Engine consortium Europrop International (EPI) is now just 300 test hours away from certification of its 11,000-shp TP400 turboprop for the Airbus A400M military transport. According to technical director Karsten Muehlenfeld, the final software of the full authority digital engine control (Fadec) is to be delivered to the Toulouse iron bird late this month, allowing flight trials to at last begin. Problems with the Fadec have been at the heart of the serious delays suffered by the aircraft program.
The Fadec has to be civil certified, as has the rest of the engine. Therefore, exhaustive documentation is needed, which the previous release of the software failed to have.

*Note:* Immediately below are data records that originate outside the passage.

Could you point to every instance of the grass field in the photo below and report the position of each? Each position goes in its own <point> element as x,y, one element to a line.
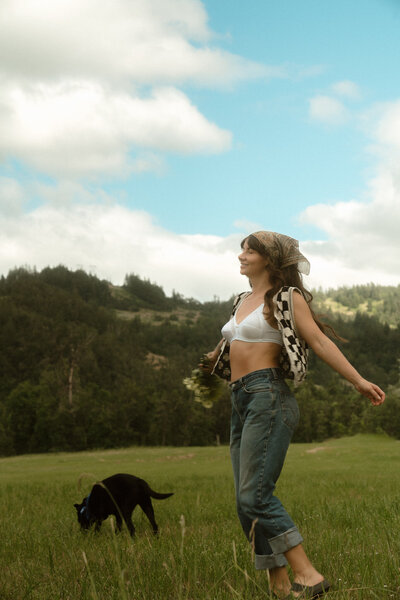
<point>343,495</point>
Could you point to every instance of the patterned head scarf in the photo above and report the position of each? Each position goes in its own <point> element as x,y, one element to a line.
<point>283,250</point>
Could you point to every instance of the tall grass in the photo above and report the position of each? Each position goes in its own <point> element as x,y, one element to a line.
<point>343,495</point>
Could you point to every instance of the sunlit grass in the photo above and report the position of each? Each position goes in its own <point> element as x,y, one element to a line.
<point>342,494</point>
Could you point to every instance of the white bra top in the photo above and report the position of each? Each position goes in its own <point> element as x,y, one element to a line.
<point>253,328</point>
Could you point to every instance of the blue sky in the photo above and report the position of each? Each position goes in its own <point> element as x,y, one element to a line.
<point>150,137</point>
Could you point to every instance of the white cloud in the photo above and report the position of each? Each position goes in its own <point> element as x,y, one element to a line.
<point>327,110</point>
<point>86,85</point>
<point>363,242</point>
<point>144,41</point>
<point>111,240</point>
<point>347,89</point>
<point>81,129</point>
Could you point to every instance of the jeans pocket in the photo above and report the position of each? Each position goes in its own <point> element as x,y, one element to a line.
<point>290,410</point>
<point>257,386</point>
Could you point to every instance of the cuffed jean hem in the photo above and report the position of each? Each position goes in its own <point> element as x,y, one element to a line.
<point>279,544</point>
<point>285,541</point>
<point>269,561</point>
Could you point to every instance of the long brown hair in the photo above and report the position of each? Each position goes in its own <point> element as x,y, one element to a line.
<point>285,276</point>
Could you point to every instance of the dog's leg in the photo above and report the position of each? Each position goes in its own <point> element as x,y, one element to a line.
<point>148,510</point>
<point>118,521</point>
<point>130,525</point>
<point>97,526</point>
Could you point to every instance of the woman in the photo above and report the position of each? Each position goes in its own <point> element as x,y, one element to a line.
<point>262,331</point>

Muehlenfeld emphasized the program has 50 percent more input and output interactions than that of A380 engines.
The remaining 300 hours are included in a total 800 to 900 test hours that are still necessary to have full engine capabilities at entry into service. For example, interaction with the propeller, air intake and wing have to be measured. The first 300 hours involve only the engine–without its propeller, nacelles and so on. EPI uses six testbeds over Europe. The consortium is also using data from the C-130 flying test bed that has flown 35 hours so far. However, it is insisting these tests are under Airbus Military’s responsibility.
Regarding the high-pressure compressor, executive vice president Jacques Desclaux told AIN that the new version has passed tests that will translate into it being soon cleared for flight. “Aerodynamically, there is no change. We just made it more robust, thus adding a bit of weight,” he said. He stressed the surge margin is unchanged. As for engine weight, Muehlenfeld said he is confident plans to shave an extra 65 pounds will succeed by entry into service.
He gave some details of the design, noting that EPI has applied more new technology (as opposed to proven technology) than expected. In the intermediate compressor, a casing treatment takes care of surge margin without the usual complex stator variable vanes. In the high-pressure compressor, a four-stage blisk rotor cuts the part count and is 10 percent lighter. In the combustor, a very thin flame tube saves weight as well. In the low-pressure combustor, each pair of blades has a common root, which reduces the part count again.